Confusions about how globlal checkpoint advances in es 7.6

In es 7.6, I see that we introduced persisted local checkpoint and processed local checkpoint. After each update replication, replicas return their persisted local checkpoint to primary shard. And based on these checkpoints from in-sync replicas, primary would advance the global check point. However, since persisted local checkpoint could lag behind the op seq that's really processed(namely processed local checkpoint),I wonder is it possible for the global checkpoint to catch up to MAX_SEQ.

Here I given an example to illustrate this. Suppose we have 3 copies for one shard (suppose all copies have inital seq no 6 for both persisted and processed local checkpoint). And after replicating an update, we could have:

Primary : persisted local checkpoint is 6, processed local checkpoint 7
Replica1: persisted local checkpoint is 6, processed local checkpoint 7
Replica2: persisted local checkpoint is 6, processed local checkpoint 7

For the moment, the global checkpoint doesn't advance and it lags behind MAX_SEQ 7。I don't see when the global checkpoint would catch up to MAX_SEQ.

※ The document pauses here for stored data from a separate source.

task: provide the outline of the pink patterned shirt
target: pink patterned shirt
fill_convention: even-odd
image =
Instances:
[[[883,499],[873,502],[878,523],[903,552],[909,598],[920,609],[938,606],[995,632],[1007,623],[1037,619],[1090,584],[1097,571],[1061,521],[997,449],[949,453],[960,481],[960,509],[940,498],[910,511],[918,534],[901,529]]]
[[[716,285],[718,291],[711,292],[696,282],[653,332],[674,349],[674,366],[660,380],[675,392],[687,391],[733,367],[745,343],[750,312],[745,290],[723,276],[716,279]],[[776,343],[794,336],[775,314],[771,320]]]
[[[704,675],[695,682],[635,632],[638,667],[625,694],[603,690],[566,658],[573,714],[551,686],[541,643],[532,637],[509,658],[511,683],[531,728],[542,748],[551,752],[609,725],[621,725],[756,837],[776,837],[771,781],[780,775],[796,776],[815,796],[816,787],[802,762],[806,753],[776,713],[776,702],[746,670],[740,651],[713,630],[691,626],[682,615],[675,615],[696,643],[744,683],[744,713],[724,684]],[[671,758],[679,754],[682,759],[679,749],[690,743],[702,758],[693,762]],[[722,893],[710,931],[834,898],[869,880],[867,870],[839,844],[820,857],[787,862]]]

If there are more operations in flight then we know that a future operation will eventually advance the global checkpoint. If there are no more operations in flight then the GlobalCheckpointSyncAction brings everything up to date instead.

Hi @iamorchid,

I believe you are are referring to this change which went into 7.3.

The persisted local checkpoint should eventually catch up unless there is something serious wrong (bug or inability to persist translog).

Before the change mentioned above, the global checkpoint could advance based on non-durably stored information from replicas. While data were safe, we rely on all data below global checkpoint to be durably stored to ensure that replicas and primary have the same data (as well as for CCR).

Is this based on a theoretical exercise/question or have you run into an issue where the global checkpoint no longer advances?

@HenningAndersen, thanks for your reply. @DavidTurner mentioned GlobalCheckpointSyncAction, I noticed that we have the following logic in IndexShard.java to trigger the action. However, if we are not using asyncDurability, the action would not be triggered, right (suppose global checkpoint is behind MAX_SEQ)? Or do we have other chances to tirgger that action?

The question is based on my analysis about the code (I'm a new learner and hope understand better about how ES works ).

Thanks

maybeSyncGlobalCheckpoint runs periodically and regardless of the durability setting it syncs the global checkpoint if stats.getMaxSeqNo() == stats.getGlobalCheckpoint(), which is a way of expressing "no operations in flight".

But based on my analysis above, we could have stats.getMaxSeqNo() > stats.getGlobalCheckpoint(). And to make global checkpoint to cache pu to MAX_SEQ, we have to trigger GlobalCheckpointSyncAction. However, since stats.getMaxSeqNo() > stats.getGlobalCheckpoint(), the action won't be triggered.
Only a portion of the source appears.